Aim: Geometrical assessments to comprehend the shape of an object are done based on characteristic landmarks. Computer assisted tomography (CT) images, horizontal slices as two-dimensional pictures, can be digitally restructured into virtual three-dimensional objects. Automatic detection of the landmarks, if developed, will be a great help not only medically, but also for anthropologically. The aim of this study is to develop an automated system to predict three-dimensional coordinate values of cranio-facial landmarks in sequences of CT slices.
Methods: CT images were obtained from a publicly available database. Digital reconstruction was done to obtain three dimensional models. Sixteen landmarks were plotted on the models and coordinate values of them were recorded. Multi-phased deep learning system was constructed. For the first phase, 512 x 512 pixels images were resized to 96 x 96 pixels. A regression deep learning network was trained with 90 training data. For the second phase, for each landmark, 100 x 100 pixels images were cropped from the original images. Sixteen models were trained. For the third phase, 50 x 50 pixels images were cropped, and models were trained.
Results: Three-dimensional error for the first phase, testing 30 data, was 11.60 pixels in average. (1 pixel = 500 / 512 mm) For the second phase, it was significantly improved to 4.66 pixels.
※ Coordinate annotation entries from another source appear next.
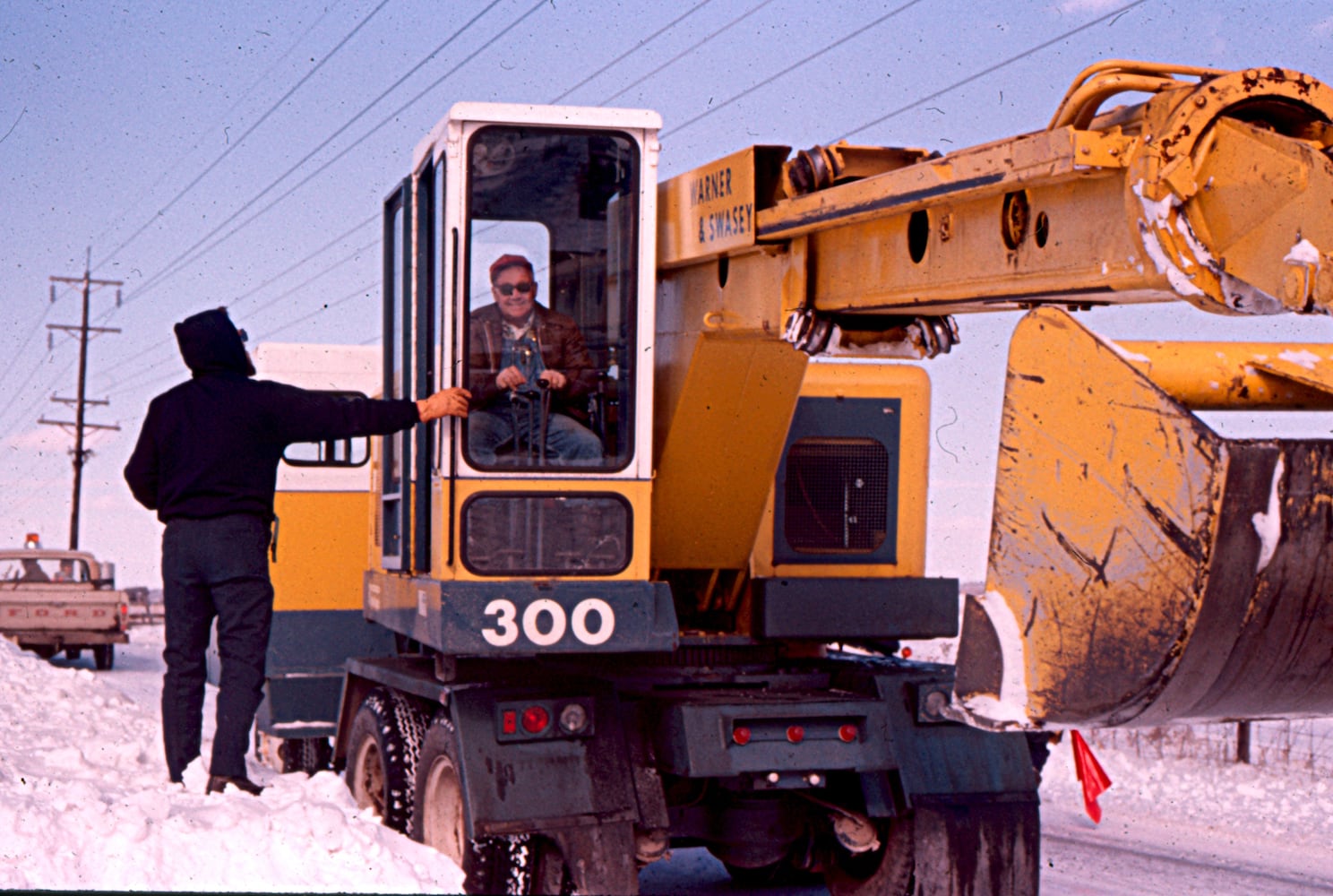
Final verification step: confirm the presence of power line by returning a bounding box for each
[601,0,773,106]
[551,0,713,106]
[92,0,341,261]
[658,0,921,137]
[116,0,512,301]
[838,0,1148,140]
[90,0,389,274]
[94,212,380,387]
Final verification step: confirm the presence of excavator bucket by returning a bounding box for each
[953,309,1333,728]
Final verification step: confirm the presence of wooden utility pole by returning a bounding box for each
[38,248,123,551]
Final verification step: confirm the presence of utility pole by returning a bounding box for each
[38,246,124,551]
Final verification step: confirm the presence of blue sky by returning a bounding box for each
[0,0,1333,585]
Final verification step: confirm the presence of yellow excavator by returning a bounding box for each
[245,61,1333,893]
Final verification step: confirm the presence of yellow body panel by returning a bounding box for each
[658,147,787,267]
[751,363,931,579]
[1115,341,1333,410]
[270,492,371,611]
[652,331,808,569]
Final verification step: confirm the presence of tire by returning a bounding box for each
[347,688,426,833]
[824,812,916,896]
[824,793,1041,896]
[412,712,573,896]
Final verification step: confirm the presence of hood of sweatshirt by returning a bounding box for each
[176,308,254,376]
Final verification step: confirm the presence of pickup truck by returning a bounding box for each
[0,547,129,669]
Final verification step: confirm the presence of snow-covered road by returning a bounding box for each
[0,626,1333,896]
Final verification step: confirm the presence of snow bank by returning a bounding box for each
[0,629,462,892]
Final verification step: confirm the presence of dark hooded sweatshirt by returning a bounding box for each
[125,308,420,522]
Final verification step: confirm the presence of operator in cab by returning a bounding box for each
[125,308,469,796]
[468,254,603,467]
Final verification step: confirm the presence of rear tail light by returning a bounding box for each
[494,697,593,743]
[522,707,551,735]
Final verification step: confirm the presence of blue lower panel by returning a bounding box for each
[254,609,394,737]
[372,579,678,656]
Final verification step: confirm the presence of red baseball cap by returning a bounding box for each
[491,254,533,282]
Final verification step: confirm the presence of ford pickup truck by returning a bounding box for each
[0,538,129,669]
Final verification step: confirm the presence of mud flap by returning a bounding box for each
[913,798,1041,896]
[549,822,639,893]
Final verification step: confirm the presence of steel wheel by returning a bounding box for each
[416,733,467,868]
[824,812,916,896]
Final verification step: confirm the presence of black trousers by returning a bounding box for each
[163,514,273,781]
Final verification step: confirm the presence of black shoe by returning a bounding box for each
[204,775,264,796]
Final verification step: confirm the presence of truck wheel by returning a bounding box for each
[347,688,426,833]
[412,712,573,893]
[412,712,509,893]
[824,793,1041,896]
[824,814,916,896]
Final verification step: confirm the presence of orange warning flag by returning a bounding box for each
[1071,730,1111,824]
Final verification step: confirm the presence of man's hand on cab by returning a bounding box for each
[417,388,472,423]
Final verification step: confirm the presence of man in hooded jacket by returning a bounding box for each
[125,308,469,795]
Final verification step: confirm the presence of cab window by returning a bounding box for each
[462,125,640,472]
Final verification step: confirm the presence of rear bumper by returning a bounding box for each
[4,629,129,650]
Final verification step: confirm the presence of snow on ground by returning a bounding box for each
[0,628,462,892]
[0,626,1333,896]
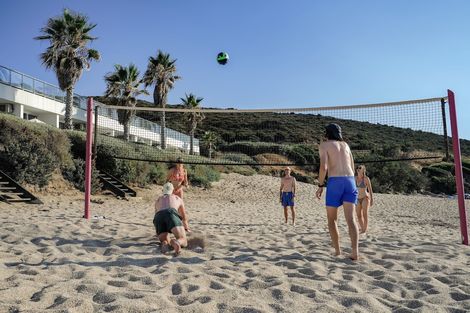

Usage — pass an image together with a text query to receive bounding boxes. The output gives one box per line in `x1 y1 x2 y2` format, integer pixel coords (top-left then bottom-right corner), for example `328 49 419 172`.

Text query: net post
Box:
441 98 450 162
447 90 468 246
92 106 99 162
83 97 93 219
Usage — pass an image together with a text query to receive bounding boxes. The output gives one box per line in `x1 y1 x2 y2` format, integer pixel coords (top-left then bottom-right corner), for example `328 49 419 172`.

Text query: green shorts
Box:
153 208 183 235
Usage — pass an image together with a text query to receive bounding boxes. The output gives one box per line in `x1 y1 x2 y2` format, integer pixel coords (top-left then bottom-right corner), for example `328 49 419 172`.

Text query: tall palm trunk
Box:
153 85 166 149
189 129 194 155
160 112 166 149
64 86 73 129
123 122 130 141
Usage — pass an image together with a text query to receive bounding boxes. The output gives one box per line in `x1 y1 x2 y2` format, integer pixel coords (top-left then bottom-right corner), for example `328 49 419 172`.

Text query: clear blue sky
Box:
0 0 470 139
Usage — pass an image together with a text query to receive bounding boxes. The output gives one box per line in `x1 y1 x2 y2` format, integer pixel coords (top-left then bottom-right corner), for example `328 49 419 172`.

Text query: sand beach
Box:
0 174 470 313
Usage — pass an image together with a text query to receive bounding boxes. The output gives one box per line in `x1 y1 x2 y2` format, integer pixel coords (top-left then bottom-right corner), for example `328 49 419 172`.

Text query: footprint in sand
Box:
108 280 129 287
20 269 39 276
176 296 195 306
209 281 225 290
171 283 183 296
450 292 470 301
46 296 67 310
93 292 116 304
271 289 284 301
123 292 144 300
290 285 315 299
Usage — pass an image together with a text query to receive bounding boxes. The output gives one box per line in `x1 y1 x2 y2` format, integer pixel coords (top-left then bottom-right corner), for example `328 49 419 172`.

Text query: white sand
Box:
0 174 470 313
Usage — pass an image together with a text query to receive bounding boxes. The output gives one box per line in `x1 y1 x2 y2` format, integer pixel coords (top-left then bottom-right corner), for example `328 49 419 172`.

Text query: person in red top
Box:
166 158 188 199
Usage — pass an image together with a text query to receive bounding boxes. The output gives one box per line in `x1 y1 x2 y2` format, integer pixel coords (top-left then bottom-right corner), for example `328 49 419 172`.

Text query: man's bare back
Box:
320 140 354 177
281 176 295 192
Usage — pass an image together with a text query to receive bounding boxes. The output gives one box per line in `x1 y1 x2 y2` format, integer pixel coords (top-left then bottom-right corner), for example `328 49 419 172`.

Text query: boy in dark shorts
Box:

For the third phase, it was significantly progressed to 2.89. This was comparable to the gaps between the landmarks, plotted by two experienced practitioners.
Discussion: The calculation volume required to process three-dimensional pile of images is tremendous. One solution may be to compress the images, but detailed information may be lost during the process. Our proposing method of multi-phased prediction, coarse detection first and narrowing down the detection area, may be a possible solution, within the physical limitation of memory and computation.